Oil traded near its highest level since 2015 on Wednesday, having risen above $67 a barrel during the previous session. The sustained strength came after hedge funds placed a record bet that Brent crude’s near 35 per cent rally over the past six months will continue into the new year, with protests in Iran stoking buying. While Iran’s oilfields have so far been unaffected by the largest protests against the Islamic regime in almost a decade, traders said renewed risks in Opec’s third-biggest producer had added to momentum as prices test new peaks.

“Geopolitical risks are clearly back on the crude oil agenda after having been absent almost entirely since the oil market ran into a surplus in the second half of 2014,” said Bjarne Schieldrop at Nordic bank SEB. “Geopolitical risks started to impact the oil price again last autumn as production cuts then had drawn inventories significantly lower.” Brent crude oil, the international benchmark was at $66.55 a barrel in early Wednesday trade, leaving it within touching distance of Tuesday’s intraday high of $67.29.

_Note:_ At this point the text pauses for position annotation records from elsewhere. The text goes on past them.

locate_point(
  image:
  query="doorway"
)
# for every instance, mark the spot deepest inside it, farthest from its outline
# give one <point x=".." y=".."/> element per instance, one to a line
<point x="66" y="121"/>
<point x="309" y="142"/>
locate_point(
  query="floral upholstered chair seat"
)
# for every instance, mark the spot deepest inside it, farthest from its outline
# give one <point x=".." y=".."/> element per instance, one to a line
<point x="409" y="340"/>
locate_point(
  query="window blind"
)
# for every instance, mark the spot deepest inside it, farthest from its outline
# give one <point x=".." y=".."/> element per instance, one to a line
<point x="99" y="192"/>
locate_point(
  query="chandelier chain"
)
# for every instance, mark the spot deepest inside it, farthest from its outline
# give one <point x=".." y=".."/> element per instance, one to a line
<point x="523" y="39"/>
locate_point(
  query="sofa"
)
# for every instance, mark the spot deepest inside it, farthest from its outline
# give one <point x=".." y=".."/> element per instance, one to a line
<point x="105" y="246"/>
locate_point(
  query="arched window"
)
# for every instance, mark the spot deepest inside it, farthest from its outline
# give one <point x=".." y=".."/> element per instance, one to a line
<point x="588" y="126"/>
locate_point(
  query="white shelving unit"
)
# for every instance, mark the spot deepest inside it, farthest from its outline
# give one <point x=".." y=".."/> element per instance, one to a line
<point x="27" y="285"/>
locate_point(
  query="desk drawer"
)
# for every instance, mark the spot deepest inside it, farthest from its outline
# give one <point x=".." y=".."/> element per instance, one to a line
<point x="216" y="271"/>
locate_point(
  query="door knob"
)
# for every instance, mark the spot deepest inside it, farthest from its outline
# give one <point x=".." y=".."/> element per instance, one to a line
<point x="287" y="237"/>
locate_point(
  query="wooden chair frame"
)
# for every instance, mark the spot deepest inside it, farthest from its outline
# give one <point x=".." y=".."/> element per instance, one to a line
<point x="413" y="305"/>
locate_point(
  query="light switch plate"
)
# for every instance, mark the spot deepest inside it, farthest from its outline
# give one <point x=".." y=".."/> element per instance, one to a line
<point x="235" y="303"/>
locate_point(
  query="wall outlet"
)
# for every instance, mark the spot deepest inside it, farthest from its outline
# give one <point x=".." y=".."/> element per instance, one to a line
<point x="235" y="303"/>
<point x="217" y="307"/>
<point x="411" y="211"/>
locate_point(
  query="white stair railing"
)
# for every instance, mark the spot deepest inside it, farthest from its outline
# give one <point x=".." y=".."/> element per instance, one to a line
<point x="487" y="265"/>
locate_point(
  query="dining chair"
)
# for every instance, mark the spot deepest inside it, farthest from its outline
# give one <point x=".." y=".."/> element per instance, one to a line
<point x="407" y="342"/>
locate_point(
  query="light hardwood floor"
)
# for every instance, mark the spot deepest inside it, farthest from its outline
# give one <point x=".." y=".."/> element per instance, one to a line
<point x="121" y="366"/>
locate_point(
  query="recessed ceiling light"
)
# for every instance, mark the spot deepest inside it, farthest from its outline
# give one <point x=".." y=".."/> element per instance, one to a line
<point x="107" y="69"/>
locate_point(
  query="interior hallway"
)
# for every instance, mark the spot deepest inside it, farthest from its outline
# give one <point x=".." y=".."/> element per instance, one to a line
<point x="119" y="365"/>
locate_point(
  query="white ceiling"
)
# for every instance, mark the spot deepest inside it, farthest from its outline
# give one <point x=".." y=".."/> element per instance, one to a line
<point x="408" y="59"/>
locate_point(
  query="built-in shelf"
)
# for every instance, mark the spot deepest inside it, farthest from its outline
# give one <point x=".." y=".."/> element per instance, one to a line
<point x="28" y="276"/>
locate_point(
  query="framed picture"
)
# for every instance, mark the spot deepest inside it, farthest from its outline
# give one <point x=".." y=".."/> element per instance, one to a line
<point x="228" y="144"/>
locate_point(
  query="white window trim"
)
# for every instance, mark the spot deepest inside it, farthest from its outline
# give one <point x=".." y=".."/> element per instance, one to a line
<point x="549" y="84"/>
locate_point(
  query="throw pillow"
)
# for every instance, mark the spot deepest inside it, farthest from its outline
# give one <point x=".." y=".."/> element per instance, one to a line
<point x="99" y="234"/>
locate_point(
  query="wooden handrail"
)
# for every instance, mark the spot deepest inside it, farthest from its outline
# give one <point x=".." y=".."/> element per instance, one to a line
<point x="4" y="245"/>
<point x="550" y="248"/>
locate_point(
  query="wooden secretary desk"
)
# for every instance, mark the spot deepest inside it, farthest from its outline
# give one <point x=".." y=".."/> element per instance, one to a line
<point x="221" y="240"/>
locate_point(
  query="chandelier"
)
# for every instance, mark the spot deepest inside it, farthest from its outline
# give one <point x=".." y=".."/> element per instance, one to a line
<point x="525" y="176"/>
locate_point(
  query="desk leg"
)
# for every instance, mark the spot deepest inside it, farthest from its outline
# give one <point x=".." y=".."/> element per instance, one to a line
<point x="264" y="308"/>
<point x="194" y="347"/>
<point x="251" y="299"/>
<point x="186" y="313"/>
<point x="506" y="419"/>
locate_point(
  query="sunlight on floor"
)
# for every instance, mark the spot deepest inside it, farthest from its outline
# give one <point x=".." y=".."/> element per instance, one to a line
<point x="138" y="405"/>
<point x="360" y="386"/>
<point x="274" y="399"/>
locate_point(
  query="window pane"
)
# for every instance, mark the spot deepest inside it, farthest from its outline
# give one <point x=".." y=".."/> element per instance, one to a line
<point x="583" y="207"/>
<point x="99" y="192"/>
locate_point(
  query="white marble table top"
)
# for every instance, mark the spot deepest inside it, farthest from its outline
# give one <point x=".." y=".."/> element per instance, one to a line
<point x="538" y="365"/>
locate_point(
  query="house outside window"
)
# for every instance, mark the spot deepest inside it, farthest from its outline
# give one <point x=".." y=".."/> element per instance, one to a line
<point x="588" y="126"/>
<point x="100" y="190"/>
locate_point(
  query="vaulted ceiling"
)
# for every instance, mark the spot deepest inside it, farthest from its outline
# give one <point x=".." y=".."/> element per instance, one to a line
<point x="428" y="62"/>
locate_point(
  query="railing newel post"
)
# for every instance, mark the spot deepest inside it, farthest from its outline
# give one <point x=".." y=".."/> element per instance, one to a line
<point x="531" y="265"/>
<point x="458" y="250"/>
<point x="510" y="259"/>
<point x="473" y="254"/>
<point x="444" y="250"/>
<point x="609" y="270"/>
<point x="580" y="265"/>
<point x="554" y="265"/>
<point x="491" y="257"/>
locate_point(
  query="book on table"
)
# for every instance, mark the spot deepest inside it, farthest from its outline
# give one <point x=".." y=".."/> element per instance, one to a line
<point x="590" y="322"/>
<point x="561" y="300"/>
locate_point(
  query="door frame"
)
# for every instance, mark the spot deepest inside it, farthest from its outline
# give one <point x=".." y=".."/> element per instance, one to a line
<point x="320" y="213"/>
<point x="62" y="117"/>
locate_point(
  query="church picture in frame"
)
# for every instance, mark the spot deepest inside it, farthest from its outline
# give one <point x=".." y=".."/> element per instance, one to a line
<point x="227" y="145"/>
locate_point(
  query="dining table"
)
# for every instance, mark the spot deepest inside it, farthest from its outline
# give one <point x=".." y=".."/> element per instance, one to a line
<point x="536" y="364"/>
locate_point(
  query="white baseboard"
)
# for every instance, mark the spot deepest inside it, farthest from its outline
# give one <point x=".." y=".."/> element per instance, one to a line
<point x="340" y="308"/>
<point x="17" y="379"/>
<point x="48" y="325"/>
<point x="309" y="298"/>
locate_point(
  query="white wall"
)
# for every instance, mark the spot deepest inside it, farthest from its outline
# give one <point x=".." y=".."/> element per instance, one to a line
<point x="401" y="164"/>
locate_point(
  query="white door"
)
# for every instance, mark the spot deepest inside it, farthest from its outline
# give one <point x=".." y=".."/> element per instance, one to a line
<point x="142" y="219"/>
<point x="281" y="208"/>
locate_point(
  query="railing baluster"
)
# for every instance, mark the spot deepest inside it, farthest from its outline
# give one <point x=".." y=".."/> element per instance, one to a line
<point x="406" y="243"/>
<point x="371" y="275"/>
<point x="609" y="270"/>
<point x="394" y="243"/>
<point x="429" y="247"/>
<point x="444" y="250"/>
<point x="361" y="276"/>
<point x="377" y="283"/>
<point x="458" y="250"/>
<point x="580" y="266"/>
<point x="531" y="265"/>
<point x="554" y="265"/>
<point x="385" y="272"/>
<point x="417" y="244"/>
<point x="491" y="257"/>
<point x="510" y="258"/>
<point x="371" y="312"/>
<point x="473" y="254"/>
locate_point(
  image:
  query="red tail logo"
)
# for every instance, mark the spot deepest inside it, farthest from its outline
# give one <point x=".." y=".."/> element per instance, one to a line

The rally in prices since June has come as Opec-led production curbs designed to end a three-year-old oil glut have helped tighten the market. Prices had crashed from above $100 a barrel in 2014 as US shale production swamped the industry, leading the cartel to ultimately align with Russia in pursuing production curbs to drain stocks and raise the price. The Opec and Russia-led curbs, which they have agreed to extend throughout 2018, have set up a potential showdown with the US shale industry now prices are back above $60 a barrel.